For
most of us the greatest obstacle to freedom is fear--the fear that we
are not secure and safe in God's love or this world. People who count things like the number of times "Fear not" appears in the Bible tell us that it
appears 365 times. One for every day of the week. God is
serious about this!
God
knows something about being human and the danger of fear. Fear breeds
violence. A fearful people are a violent people - always. Violence
turned inward is depression. Violence turned outward is oppression.

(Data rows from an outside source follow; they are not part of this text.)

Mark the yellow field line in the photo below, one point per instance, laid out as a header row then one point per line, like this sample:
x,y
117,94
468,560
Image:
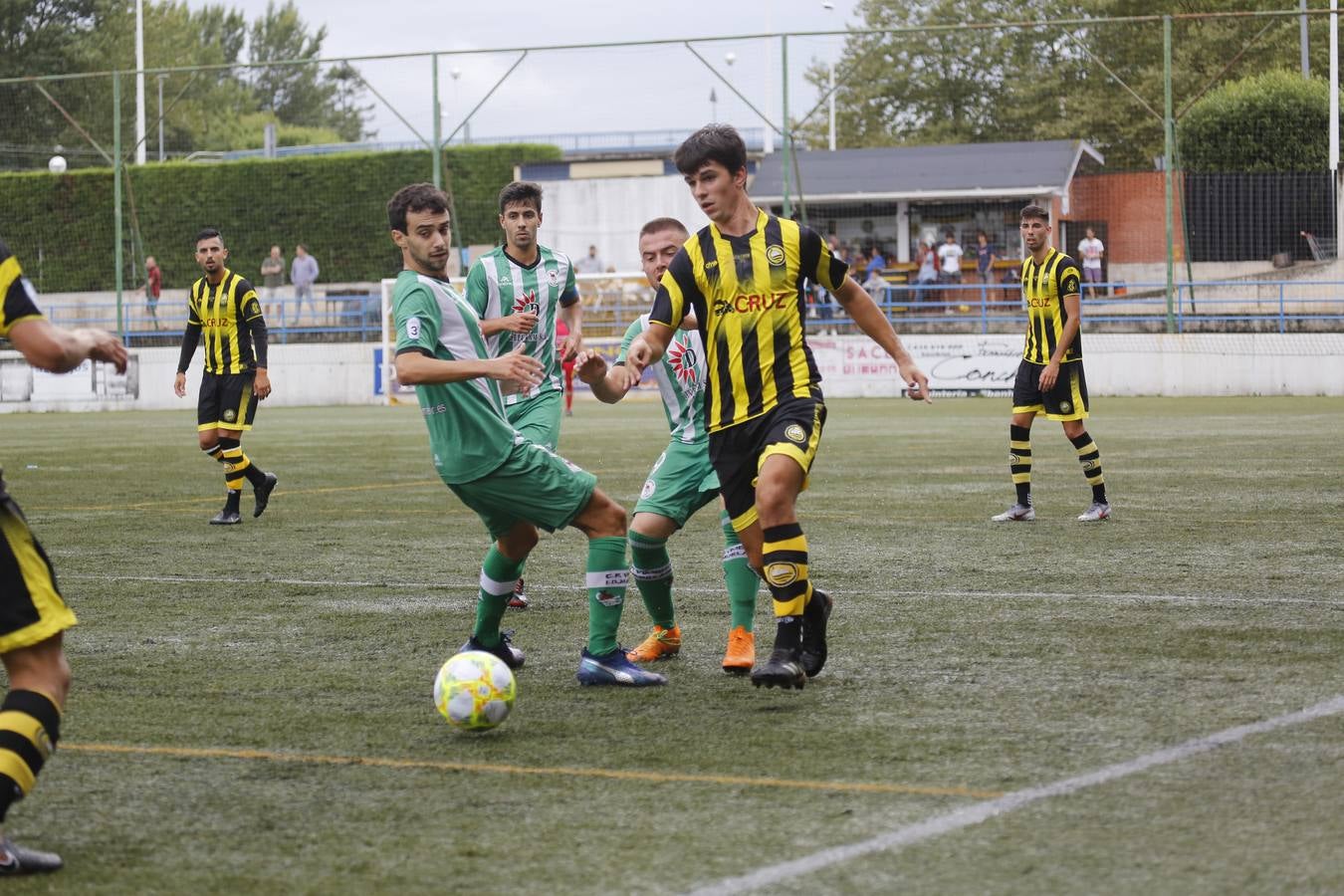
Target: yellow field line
x,y
206,753
415,484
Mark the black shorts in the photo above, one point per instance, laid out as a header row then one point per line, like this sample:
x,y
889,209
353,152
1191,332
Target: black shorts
x,y
31,608
1067,400
226,402
737,453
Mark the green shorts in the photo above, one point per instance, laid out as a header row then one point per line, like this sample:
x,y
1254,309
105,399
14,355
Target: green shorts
x,y
538,418
534,485
680,483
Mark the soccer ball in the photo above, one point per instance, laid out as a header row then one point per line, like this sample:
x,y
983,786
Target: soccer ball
x,y
475,691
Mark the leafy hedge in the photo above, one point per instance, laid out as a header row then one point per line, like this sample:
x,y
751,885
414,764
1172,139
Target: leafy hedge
x,y
61,226
1269,122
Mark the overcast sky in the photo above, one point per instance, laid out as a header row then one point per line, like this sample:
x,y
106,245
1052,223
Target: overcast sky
x,y
574,92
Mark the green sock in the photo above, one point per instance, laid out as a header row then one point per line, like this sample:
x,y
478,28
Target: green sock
x,y
607,575
652,568
499,573
741,577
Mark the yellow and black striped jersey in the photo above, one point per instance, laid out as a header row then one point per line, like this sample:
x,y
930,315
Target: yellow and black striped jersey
x,y
1044,287
222,312
749,301
19,299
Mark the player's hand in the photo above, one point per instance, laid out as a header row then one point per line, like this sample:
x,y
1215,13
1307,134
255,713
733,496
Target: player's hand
x,y
570,345
521,323
1048,376
105,346
517,368
590,367
917,384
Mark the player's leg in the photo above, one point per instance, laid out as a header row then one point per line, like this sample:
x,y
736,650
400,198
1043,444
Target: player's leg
x,y
1027,402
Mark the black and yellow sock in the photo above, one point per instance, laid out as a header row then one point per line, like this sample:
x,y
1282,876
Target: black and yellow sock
x,y
1090,457
1018,461
784,558
30,727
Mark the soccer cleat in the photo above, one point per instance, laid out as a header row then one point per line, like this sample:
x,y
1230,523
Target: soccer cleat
x,y
262,493
814,615
511,656
663,644
741,654
782,670
20,860
1097,512
614,669
1016,514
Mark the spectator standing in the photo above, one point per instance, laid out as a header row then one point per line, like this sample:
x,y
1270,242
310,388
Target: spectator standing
x,y
303,274
1091,251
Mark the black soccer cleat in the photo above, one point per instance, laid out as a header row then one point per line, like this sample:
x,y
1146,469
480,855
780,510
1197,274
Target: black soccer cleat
x,y
511,656
20,860
814,617
782,670
262,493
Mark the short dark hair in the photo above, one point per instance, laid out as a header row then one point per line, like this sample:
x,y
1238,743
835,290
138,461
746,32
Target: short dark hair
x,y
521,191
413,198
713,142
659,225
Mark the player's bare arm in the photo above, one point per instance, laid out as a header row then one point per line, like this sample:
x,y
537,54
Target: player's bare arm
x,y
875,326
1072,307
414,368
519,323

Violence that is denied and unrecognized unhinges us from reality. Our
denials leave us dangerously detached from our own lives and the lives
of those who live at the margins, who easily become the scapegoats of what
we deny. As we come near the cross, our hearts become agitated with our
own complicity in the violence we are about to witness. We become
afraid.
There
are many ways to avoid seeing the cross for what it is. Oddly enough,
our theology, which is often accepted as sacred and therefore
unexamined, can be the most effective way of denying what we see. When
we look at Jesus on the cross we are not seeing the work an angry Father
visiting his wrath on the Son for our sins--though is a
popular interpretation of the atonement story.
But
from the start there has always been a more fundamental way of seeing
the cross, a simpler and more profound way, which grasps the truly
diabolical nature of violence. At the cross, in fact, we witness the
work of an angry humanity visiting its wrath on an innocent God. We are
looking into a mirror and seeing the bitter fruit of our own denied
fear.
No
wonder God says, "Fear not." God knows that a fearful humanity not only
does violence to itself, but ultimately to God. In Christ, God absorbs
this violence into Godself without retribution, and this supreme act of
divine love holds the key to human redemption. In this act of love, we
are released to relax into freedom from fear.